For the months that this ride has been going on, the distance alone has been enough to deter anyone who wasn't capable of doing it. Let me define that a bit. There is no problem with going slow, but the group rides on the presumption that all riders are at least familiar with the bike enough to know how to operate the gears and brakes, and is fit enough to actually go 19 miles at 11 MPH. It certainly is not much to many of the riders here, or even a fit young person, however there are many people who could not do this.

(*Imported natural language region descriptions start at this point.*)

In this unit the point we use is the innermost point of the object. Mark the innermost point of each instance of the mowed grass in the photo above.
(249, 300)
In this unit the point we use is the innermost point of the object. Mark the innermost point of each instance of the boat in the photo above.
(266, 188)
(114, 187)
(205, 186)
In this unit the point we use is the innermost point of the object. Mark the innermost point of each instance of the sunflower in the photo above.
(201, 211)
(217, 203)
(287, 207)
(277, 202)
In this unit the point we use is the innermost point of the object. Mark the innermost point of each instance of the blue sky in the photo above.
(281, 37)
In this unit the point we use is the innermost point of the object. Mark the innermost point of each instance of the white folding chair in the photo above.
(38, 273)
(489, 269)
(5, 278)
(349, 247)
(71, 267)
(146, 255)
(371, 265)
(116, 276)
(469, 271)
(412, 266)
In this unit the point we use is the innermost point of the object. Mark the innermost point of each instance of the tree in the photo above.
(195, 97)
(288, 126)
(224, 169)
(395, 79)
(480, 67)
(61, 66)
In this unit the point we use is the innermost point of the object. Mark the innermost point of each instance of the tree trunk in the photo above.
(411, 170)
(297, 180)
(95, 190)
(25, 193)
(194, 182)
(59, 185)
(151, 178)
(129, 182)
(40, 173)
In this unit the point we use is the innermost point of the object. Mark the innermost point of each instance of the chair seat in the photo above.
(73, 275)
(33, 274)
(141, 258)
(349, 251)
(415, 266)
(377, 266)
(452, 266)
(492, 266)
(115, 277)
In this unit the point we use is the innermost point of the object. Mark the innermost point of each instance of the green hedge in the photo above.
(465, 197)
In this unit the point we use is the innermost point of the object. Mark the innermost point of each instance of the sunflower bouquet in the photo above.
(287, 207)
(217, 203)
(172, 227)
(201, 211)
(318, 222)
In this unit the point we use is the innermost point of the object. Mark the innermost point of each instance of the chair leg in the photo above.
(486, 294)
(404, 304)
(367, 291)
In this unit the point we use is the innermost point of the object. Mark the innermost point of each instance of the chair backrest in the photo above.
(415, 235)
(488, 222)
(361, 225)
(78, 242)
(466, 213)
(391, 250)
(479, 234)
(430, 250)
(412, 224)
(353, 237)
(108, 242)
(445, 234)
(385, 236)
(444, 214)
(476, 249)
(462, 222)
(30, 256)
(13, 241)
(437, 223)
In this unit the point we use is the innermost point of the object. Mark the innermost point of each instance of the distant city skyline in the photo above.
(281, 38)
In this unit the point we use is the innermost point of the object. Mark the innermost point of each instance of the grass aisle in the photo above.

Tonight, I experienced this first hand. I absolutely have to give this person props on the can do attitude. She mentioned never having done a group ride before, we had a bit of a safety briefing and discussed the distance and time requirement, and she assured me she could make it. We took off down the first road and immediately myself and the other participants were well ahead. The first stop is right up that road to collect everyone after a stop sign, asked if all was well, and she stated yes and resumed the ride. It was fairly evident not far in that she was nowhere near prepared to be outside a neighborhood or big parking lot learning how to operate her bicycle. I attempted to give a few "on the fly" instructions, but the result was we turned around and got her safely back to the shop. Afterward the rest of the group resumed a shorter loop in order to get miles in for the afternoon.
Went though all the backstory to get to this.
I want new riders to feel welcome, but at the same time I recognize that there is a certain base level of knowledge and ability on the bike required as to be able to keep up with the group, even at a slow pace, and for safety issues.
How could something like this be avoided, before the ride, without embarrassment to the potential riders, or against the spirit of the ride?